There’s a file openacc_test.cpp
:
#include <complex>
#include <iostream>
#include <vector>
using t_complex = std::complex<double>;
int main()
{
auto n = std::size_t(100);
auto v = std::vector<t_complex>(n);
auto data = v.data();
#pragma acc data copy(data [0:n])
{
#pragma acc kernels
for (auto k = std::size_t(0); k < n; ++k)
{
data[k] = t_complex(0.0, 0.0);
data[k] += t_complex(double(k), double(k));
}
}
std::cout << data[2] << "\n";
}
Why does it print (96,96)
instead of (2,2)
when compiled with -acc
?
$ nvc++ --version
nvc++ 21.2-0 LLVM 64-bit target on x86-64 Linux -tp zen
NVIDIA Compilers and Tools
Copyright (c) 2020, NVIDIA CORPORATION. All rights reserved.

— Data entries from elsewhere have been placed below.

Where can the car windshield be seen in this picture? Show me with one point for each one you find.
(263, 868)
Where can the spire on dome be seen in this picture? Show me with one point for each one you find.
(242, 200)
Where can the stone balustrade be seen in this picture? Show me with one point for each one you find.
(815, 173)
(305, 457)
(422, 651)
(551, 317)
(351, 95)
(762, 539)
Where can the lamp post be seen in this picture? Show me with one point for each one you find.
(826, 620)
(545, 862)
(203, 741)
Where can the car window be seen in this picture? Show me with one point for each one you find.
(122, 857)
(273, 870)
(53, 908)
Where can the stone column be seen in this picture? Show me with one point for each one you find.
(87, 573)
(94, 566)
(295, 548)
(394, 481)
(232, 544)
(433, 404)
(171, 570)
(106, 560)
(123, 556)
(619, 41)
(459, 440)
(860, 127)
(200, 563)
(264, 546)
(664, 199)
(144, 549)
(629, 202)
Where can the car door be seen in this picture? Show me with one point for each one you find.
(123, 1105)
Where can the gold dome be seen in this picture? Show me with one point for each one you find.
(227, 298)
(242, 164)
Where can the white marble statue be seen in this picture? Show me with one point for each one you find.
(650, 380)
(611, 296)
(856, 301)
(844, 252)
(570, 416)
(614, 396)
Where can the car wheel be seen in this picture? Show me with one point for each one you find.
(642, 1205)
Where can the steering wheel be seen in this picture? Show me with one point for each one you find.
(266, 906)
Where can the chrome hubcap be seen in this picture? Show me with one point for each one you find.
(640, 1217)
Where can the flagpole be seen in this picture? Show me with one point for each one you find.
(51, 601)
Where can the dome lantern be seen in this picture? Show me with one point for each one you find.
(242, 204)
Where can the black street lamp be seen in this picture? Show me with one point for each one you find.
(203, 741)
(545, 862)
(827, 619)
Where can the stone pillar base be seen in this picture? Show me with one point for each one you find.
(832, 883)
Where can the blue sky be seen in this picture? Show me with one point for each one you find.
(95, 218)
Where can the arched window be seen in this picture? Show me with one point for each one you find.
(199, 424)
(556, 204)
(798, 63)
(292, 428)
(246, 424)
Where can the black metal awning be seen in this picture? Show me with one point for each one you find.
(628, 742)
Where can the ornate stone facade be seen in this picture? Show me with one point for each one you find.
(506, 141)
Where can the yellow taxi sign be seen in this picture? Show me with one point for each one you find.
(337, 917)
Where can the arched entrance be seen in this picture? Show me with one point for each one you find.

$ g++ openacc_test.cpp && ./a.out
(2,2)
$ nvc++ -acc openacc_test.cpp -Minfo=accel && ./a.out
main:
13, Generating copy(data[:n]) [if not already present]
Generating implicit copy(_T20074136_7370) [if not already present]
Generating implicit copyin(_T19259568_7370) [if not already present]
15, Loop is parallelizable
Generating Tesla code
15, #pragma acc loop gang, vector(128) /* blockIdx.x threadIdx.x */
std::complex<double>::complex(double, double):
1, include "complex"
38, include "complex"
1234, Generating implicit acc routine seq
Generating acc routine seq
Generating Tesla code
std::complex<double>::complex(double, double) [subobject]:
0, Generating implicit acc routine seq
Generating acc routine seq
Generating Tesla code
std::complex<double>::__rep() const:
1, include "complex"
38, include "complex"
1361, Generating implicit acc routine seq
Generating acc routine seq
Generating Tesla code
std::complex<double>& std::complex<double>::operator +=<double>(const std::complex<T1>&):
1, include "complex"
38, include "complex"
1330, Generating implicit acc routine seq
Generating acc routine seq
Generating Tesla code
(96,96)